Space is the final frontier. Whether you’ve watched Star Trek or not, this statement holds a certain universal appeal and endorsement. I mean, what’s left for humanity to conquer on the planet now? The highest peak on the planet is trashed with both garbage and corpses. The deepest part of the ocean has been photographed and filmed. Our home, mother Earth, is already on a fast lane towards climate change. The ocean currents are altering, weather patterns have become erratic, wildfires are laying waste in unlikely places, floods are ravaging the mountains. Taking over from Nostradamus, modern meteorological and science departments are predicting that many coastal cities around the world will be underwater within the next few decades. Makes sense then, that billionaires like Jeff Bezos, Richard Branson, and planet Earth’s poster boy Elon Musk are looking towards interstellar conquests. Humans will survive the scourge of nature, the inevitably of the planet’s terraforming, by relocating to the stars. If Musk is to be believed, Mars is the next destination. Next, it could be Saturn’s moon Titan or Jupiter’s moon Ganymede. Humanity could be hopping heavenly bodies in a bid to survive and explore. It’s a vision that makes the 1969 moon landing by NASA seem like a Walt Disney cartoon.
But this isn’t just about a Stanley Kubrick or Chris Nolan type dream. This is the future of the human economy. Richard Branson’s Virgin Atlantic will have a new program called Virgin Galactic (VG), and it will take non-astronaut humans on a space tourism escapade. It’s being speculated that these trips could cost as much as $450,000 for a single human.
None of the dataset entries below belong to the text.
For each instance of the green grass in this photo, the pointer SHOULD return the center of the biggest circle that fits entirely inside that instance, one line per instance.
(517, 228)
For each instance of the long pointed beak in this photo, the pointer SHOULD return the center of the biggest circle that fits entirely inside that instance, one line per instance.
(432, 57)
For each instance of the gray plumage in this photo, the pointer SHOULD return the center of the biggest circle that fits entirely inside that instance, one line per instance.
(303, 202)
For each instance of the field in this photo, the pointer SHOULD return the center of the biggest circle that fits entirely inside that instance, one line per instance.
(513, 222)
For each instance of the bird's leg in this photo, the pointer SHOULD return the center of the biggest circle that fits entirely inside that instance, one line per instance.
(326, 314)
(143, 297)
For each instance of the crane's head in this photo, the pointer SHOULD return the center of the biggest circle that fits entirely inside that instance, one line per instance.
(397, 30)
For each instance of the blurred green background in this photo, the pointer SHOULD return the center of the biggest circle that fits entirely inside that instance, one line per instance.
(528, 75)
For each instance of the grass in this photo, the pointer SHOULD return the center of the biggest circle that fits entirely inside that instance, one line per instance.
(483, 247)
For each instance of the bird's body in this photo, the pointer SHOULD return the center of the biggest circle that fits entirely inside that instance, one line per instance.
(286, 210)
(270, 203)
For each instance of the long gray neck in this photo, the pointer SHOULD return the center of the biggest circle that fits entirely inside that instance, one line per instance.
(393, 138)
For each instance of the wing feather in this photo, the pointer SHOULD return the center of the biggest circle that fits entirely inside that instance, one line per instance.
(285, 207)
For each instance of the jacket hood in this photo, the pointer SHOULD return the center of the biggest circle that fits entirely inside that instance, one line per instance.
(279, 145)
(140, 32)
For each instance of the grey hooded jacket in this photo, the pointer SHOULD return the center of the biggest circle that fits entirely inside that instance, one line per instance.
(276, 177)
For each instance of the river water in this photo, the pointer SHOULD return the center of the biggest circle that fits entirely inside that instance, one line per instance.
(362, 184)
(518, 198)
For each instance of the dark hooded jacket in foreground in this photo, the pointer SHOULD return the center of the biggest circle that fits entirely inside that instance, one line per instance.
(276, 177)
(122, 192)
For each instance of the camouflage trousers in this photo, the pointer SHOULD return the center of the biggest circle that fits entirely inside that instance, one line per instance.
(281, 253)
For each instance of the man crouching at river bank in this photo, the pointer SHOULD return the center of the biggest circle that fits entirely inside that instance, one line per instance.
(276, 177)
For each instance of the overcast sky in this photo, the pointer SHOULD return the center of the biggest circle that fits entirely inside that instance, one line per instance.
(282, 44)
Also in the fray is Bezos’ Blue Origin, which plans on revolutionizing space tourism, just like VG. Reportedly, VG started selling its space tickets as low as $200,000, and it’s believed that they’ve already sold 600 tickets. Do the math and you get a capital raised of $120 million even before setting up the infrastructure for this ambitious project. Another US-based company called Space Perspective is offering a cheaper alternative where you can travel up to 19 miles above the Earth at the price of $125,000 per person. Space starts approximately 100 kilometers above the surface, that’s roughly 62.5 miles. So at 19 miles, you’ll be way short of the authentic space travel experience, but hey, the return on investment ratio isn’t bad at all.
So what is the reality of space travel? Musk’s ambitions entail sending humans to Mars by 2026. And he doesn’t just want to send them there; he wants to kick start a whole new crucible of civilization on a planet that purportedly doesn’t even have a functional atmosphere. Watching Arnold Schwarzenegger’s Total Recall (1990) come to life in reality will surely be worth a few billion dollars. If going to the stratosphere will cost hundreds of thousands, a trip to another planet might just escalate into billions. Ladies and gents, let’s start saving. There’s an old saying, aim for the moon. Let’s aim for Mars then, and who knows, we might just end up on the white sphere of cheese. Godspeed.